Di seguito il comunicato:
Ci sono esperienze che segnano una carriera e restano scolpite nell’anima. Il Festival di Sanremo 2026 ha rappresentato tutto questo per Raffaele Frankavilla, cantautore originario di Mottola, che ha avuto l’onore di salire sul prestigioso palco del Teatro Ariston come corista dello Special Festival, condividendo la scena con i ragazzi dell’ANFFAS La Spezia, autentici protagonisti di un momento di straordinaria intensità.

«Questo Festival di Sanremo 2026 me lo porterò dentro al cuore per sempre.
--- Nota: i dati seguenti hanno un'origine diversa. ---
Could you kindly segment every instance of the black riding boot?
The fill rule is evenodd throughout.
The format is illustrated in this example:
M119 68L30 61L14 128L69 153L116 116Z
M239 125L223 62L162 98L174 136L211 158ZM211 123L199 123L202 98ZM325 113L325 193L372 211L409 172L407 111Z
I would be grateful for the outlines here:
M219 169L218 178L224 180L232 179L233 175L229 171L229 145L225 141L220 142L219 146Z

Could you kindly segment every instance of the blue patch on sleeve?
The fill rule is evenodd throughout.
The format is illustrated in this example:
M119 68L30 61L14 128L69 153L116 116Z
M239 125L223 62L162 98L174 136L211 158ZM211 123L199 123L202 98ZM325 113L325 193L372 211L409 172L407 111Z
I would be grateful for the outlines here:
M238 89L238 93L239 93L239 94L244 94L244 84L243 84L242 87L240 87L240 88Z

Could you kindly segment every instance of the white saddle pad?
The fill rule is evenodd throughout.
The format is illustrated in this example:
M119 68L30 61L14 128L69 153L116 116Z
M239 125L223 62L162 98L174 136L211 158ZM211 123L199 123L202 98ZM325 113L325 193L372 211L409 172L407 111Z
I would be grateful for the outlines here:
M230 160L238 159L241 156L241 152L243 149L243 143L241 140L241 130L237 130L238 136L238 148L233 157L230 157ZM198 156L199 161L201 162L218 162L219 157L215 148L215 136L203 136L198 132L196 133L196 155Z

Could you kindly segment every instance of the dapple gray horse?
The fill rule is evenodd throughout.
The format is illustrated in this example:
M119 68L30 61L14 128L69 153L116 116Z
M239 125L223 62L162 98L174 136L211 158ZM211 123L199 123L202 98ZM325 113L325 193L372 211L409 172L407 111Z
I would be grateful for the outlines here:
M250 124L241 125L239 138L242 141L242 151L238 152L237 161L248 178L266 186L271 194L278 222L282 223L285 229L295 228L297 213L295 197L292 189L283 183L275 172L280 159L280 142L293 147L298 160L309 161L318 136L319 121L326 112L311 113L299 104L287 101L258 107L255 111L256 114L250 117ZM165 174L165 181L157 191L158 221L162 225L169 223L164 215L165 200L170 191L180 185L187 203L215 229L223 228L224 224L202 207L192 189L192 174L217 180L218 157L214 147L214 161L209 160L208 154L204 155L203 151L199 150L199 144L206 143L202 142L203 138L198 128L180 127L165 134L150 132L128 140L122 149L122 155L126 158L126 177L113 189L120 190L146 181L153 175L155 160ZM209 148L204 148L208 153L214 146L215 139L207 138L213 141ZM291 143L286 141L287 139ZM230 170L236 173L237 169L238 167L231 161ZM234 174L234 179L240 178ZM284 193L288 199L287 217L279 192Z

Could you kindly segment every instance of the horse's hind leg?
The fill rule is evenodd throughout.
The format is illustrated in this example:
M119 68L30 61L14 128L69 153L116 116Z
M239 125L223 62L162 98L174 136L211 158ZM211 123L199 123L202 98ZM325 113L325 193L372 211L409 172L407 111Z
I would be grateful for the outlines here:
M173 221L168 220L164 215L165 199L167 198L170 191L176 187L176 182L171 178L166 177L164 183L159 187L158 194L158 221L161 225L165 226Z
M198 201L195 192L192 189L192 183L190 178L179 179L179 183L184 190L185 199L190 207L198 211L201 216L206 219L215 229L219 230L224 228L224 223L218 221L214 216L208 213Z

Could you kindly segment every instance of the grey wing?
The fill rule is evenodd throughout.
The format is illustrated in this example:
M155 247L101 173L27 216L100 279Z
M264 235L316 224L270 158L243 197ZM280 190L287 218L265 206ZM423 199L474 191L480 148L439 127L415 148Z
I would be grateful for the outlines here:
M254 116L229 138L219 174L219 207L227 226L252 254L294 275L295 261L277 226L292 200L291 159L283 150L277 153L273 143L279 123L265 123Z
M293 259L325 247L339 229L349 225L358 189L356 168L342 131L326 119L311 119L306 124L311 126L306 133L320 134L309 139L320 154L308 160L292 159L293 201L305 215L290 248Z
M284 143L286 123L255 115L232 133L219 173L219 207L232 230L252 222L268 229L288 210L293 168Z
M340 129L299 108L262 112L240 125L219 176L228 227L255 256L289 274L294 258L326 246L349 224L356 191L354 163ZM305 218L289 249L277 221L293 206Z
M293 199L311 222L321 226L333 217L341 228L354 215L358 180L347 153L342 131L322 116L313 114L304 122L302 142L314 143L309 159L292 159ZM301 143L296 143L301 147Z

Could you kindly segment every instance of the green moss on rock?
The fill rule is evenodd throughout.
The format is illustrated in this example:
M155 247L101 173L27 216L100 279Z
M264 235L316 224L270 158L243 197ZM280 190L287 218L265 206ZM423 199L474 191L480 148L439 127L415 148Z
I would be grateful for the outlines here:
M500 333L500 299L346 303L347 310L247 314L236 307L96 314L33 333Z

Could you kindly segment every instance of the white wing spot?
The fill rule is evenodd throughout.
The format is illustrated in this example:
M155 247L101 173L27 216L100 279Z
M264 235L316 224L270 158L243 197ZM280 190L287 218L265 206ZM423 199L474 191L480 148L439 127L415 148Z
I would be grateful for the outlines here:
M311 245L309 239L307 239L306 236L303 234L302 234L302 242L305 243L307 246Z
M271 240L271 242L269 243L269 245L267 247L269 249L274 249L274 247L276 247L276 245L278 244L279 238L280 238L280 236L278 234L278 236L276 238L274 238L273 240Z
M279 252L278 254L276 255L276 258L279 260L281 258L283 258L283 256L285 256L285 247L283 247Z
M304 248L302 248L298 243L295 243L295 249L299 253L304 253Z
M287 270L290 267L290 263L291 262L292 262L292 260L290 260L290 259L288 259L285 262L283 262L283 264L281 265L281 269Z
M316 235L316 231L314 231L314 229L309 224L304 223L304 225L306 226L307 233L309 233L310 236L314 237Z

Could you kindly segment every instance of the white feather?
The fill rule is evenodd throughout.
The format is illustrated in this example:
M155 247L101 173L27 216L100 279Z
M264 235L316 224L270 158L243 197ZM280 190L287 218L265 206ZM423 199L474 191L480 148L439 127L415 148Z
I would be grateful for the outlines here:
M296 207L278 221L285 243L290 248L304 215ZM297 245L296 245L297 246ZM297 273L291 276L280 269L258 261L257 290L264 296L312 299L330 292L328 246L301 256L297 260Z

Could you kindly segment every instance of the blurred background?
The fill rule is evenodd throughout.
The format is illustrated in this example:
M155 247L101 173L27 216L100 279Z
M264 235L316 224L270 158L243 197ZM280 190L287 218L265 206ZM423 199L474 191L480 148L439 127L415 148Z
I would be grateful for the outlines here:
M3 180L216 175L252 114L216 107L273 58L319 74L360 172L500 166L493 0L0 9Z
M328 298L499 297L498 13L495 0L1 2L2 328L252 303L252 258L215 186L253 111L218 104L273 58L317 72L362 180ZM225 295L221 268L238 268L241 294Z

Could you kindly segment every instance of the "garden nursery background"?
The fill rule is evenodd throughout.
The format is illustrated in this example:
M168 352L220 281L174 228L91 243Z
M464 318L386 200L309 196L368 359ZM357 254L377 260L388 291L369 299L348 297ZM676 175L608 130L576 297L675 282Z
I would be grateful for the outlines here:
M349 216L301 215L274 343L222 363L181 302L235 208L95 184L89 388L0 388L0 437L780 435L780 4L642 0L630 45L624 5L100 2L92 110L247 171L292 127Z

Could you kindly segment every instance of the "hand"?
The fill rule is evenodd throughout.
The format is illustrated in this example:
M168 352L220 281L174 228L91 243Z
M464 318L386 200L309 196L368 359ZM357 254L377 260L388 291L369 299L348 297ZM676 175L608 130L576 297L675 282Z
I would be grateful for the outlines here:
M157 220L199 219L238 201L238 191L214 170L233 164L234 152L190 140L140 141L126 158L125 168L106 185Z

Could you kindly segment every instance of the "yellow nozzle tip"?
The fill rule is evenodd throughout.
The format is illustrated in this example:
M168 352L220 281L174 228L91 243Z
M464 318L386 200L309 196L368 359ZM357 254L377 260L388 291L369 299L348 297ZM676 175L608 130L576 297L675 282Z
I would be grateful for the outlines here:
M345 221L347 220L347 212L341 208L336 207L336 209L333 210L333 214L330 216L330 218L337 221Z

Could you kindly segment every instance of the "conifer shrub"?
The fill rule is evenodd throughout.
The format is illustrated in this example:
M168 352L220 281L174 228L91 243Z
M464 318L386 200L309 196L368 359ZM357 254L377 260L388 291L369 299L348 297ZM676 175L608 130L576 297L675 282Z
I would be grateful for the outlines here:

Aver cantato su quel palco è stata una delle emozioni più belle che la vita mi abbia mai donato», ha raccontato Frankavilla, sottolineando il valore umano di un’esperienza condivisa con ragazzi capaci di trasmettere emozioni pure e sincere.
Determinante, nel rendere possibile questo sogno, il sostegno del direttore artistico Beppe Stanco, figura centrale dello Special Festival, che Frankavilla ha voluto ringraziare pubblicamente definendolo «un esempio da seguire, una persona dal cuore immenso».

Sul palco dell’Ariston, il cantautore mottolese ha avuto inoltre l’opportunità di incontrare importanti protagonisti del panorama musicale e televisivo italiano, tra cui Savino Zaba e Antonio Mezzancella, che hanno contribuito ad impreziosire ulteriormente l’esibizione.
Per Raffaele Frankavilla, la partecipazione al Festival di Sanremo, anche in veste di corista, rappresenta un traguardo di enorme prestigio, simbolo di un percorso costruito con passione, sensibilità e dedizione.
Non solo musica, ma inclusione, condivisione e crescita.
E per il cantautore mottolese, quel palco leggendario resterà per sempre il luogo dove un sogno, insieme ai ragazzi dell’ANFFAS La Spezia, è diventato realtà.